Saturday was a big day for the world’s worm charmers: The 30th annual World Worm Charming Championships took place in the U.K. Competitors aimed to draw as many earthworms out of the soil as possible using techniques from tap dancing to rock music, and a 10-year-old girl emerged victorious after raising a record 567 of the wigglers in half an hour.
Research shows that creating vibrations draws worms from the soil to the surface by mimicking the sensation of a burrowing mole, which feeds on worms, according to an NPR interview with Mike Forster, the chief wormer and founder of the International Federation of Charming Worms and Allied Pastimes [audio]. The Telegraph reports:
“The weather is a big factor,” says Mike Forster, a retired policeman. “When it’s warm, with a bit of moisture in the air like today you’d expect a good score, but there are still a lot of things we don’t understand.” Including, precisely, how the art of charming works. For many years it was presumed that the vibrations created by noise, fooled the worms into thinking it was raining.

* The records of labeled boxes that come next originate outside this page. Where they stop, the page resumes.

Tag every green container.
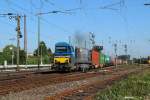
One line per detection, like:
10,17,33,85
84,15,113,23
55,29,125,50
105,55,110,64
99,52,105,65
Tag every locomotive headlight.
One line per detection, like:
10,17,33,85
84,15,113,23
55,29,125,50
66,60,69,62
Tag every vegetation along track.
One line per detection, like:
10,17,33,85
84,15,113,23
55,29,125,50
0,64,148,95
0,67,116,95
45,66,150,100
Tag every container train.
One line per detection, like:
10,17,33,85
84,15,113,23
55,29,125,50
52,42,112,71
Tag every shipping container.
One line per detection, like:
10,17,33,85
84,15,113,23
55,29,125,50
91,50,100,68
105,55,110,66
99,52,105,67
75,48,91,63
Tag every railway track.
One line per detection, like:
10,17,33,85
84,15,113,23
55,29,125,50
0,64,148,98
0,66,115,95
45,67,150,100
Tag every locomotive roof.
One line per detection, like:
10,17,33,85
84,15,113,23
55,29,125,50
55,42,71,46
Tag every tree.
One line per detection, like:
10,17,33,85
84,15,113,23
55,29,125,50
0,45,25,64
2,45,16,64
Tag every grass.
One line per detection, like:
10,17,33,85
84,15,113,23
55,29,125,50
95,70,150,100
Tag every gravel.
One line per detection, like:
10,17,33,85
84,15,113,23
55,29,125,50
0,76,101,100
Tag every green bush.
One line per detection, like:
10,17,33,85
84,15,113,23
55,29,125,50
95,71,150,100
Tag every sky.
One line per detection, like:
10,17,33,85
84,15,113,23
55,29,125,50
0,0,150,57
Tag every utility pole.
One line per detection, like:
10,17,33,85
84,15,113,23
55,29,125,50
24,15,28,67
124,44,128,64
0,13,22,71
16,15,21,71
114,43,117,67
38,15,40,70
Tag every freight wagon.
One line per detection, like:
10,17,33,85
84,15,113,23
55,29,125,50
52,42,110,71
91,46,111,68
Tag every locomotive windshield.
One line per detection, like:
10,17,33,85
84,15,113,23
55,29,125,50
56,46,67,53
55,46,72,53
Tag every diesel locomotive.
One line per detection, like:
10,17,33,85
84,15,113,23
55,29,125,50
52,42,111,71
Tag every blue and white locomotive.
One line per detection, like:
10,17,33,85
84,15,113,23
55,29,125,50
52,42,91,71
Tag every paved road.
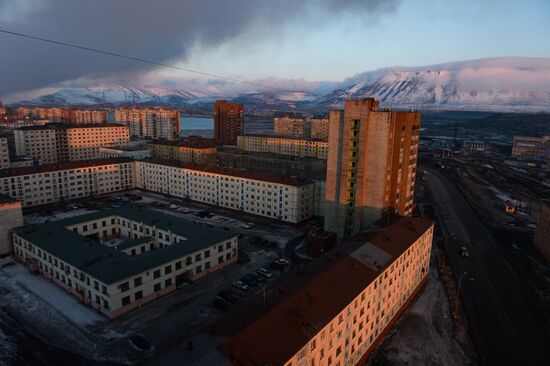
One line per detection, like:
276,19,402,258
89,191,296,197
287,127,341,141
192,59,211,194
428,169,550,365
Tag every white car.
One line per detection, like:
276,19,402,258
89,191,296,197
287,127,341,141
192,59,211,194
231,281,248,291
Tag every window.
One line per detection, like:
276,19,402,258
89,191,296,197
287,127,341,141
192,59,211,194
122,296,130,306
118,282,130,292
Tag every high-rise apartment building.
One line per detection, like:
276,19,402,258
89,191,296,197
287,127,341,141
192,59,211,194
273,117,328,139
14,123,130,164
214,100,244,145
0,137,10,169
115,107,180,140
325,98,420,237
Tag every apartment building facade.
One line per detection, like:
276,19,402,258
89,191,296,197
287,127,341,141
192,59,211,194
16,107,108,124
325,98,420,238
147,136,216,164
136,161,314,223
237,135,328,159
115,107,180,140
0,159,135,207
13,207,238,318
0,194,23,257
214,100,244,145
14,124,130,164
273,117,328,140
0,137,10,169
512,136,550,159
220,218,433,366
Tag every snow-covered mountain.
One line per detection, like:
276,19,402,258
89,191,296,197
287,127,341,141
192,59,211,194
9,57,550,112
314,58,550,111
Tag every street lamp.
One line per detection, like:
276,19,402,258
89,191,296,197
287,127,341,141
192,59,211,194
454,272,474,316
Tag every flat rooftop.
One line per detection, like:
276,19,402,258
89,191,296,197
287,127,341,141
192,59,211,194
0,158,134,178
142,159,311,186
15,206,236,284
221,218,433,365
19,123,127,131
149,136,216,149
240,133,328,143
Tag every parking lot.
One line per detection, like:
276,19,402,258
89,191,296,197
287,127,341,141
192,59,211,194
7,191,304,363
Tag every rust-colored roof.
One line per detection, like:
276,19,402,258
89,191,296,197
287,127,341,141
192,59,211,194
142,159,311,186
220,218,433,366
0,158,133,178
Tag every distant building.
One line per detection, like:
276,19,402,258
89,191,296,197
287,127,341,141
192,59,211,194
214,100,244,145
462,141,487,152
273,117,328,139
115,107,180,140
147,136,216,164
325,98,420,238
219,218,433,366
0,194,23,257
14,123,130,164
16,107,107,124
533,200,550,261
0,137,10,169
237,135,328,159
13,207,238,318
512,136,550,159
135,160,314,224
98,145,151,160
216,147,327,179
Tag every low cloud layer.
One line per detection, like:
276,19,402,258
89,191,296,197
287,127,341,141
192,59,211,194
0,0,400,94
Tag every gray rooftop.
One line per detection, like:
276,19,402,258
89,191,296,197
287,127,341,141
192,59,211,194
15,206,236,284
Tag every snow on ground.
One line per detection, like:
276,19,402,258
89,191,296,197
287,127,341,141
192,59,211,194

Apparently uncomfortable in wet soil they instinctively head for the surface.
But, recently, this theory has come under scientific challenge. Last year, in a breakthrough piece of research, Professor Kenneth Catania, an American neuroscientist, specialising in sonic phenomena, argued that the vibrations created by the best charmers, uncannily replicated those produced by moles. Moles are a worm’s worst nightmare, with the shovel-footed beasts able to eat their weight in worm every day.
Worm charming is not for the faint of heart; sometimes it requires tap dancing on a plank to the Star Wars theme song, and apparently new techniques continue to emerge.